According to Osicom Technologies, Inc.’s Form 10-K for the fiscal year ended January 31, 2001, on November 6, 2000, the court granted final approval to the settlement of the consolidated shareholder class actions pending in Federal district court in Los Angeles against the Company and certain present and former officers, and dismissed the actions against all defendants with prejudice. The settlement, which was entered into without any admission of liability by any of the defendants, provided for an aggregate cash payment to class members of $3.75 million, plus accrued interest from September 1, 2000, if any, less approved attorneys' fees and related expenses. The settlement was funded by the Company’s insurance carrier.
The Complaint charges that Osicom and certain of its officers
and directors violated Sections 10(b) and 20(a) of the
Securities Exchange Act of 1934 by issuing materially false and
misleading statements to the investing public concerning a
purported exclusive contract with an overseas customer.

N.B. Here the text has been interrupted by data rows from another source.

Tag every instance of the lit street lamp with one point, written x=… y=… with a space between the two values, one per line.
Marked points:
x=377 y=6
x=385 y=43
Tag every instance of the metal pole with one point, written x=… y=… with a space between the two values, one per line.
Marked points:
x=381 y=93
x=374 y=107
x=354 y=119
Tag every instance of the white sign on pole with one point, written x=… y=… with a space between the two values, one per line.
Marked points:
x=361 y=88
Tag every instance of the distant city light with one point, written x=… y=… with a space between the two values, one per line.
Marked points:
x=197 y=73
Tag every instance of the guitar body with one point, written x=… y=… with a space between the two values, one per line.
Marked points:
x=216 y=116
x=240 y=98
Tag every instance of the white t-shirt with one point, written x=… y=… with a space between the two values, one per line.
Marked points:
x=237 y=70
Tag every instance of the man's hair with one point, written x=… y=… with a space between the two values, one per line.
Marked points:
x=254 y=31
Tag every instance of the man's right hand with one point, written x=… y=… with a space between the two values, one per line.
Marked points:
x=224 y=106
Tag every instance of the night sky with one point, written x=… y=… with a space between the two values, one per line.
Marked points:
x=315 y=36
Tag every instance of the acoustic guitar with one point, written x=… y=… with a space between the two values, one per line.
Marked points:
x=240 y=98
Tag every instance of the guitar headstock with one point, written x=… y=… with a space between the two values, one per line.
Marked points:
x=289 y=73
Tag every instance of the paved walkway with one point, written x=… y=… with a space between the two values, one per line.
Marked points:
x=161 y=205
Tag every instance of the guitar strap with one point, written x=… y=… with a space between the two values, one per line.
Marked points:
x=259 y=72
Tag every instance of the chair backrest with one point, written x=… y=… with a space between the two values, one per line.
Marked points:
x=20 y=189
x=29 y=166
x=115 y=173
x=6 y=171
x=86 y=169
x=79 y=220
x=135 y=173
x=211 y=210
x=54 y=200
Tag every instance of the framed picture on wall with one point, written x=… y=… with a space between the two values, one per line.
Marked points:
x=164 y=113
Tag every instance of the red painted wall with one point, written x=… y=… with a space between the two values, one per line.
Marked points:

Specifically, the Complaint alleges that defendants materially
misrepresented the Company's prospects in connection with the
agreement by misrepresenting the value of the contract to be
worth more than $90 million over two years, when, in fact, the
agreement merely required the customer to pay $175,000 towards
certain design costs and provided no real commitment to purchase
any of the Company's product. The Complaint alleges defendants
artificially inflated the price of the Company's securities.
The complaint further alleges that on or around April 20, 1999, Osicom issued a press release stating that it had received no orders from the customer. Bloomberg News subsequently reported the details of the contract the following
day. The market reaction to the news was disastrous. Recently,
the price of Osicom's common stock traded as high as $28 3/4 per
share. On April 21, 1999, Osicom's common stock price plummeted
to $10 / per share before trading was halted by NASDAQ.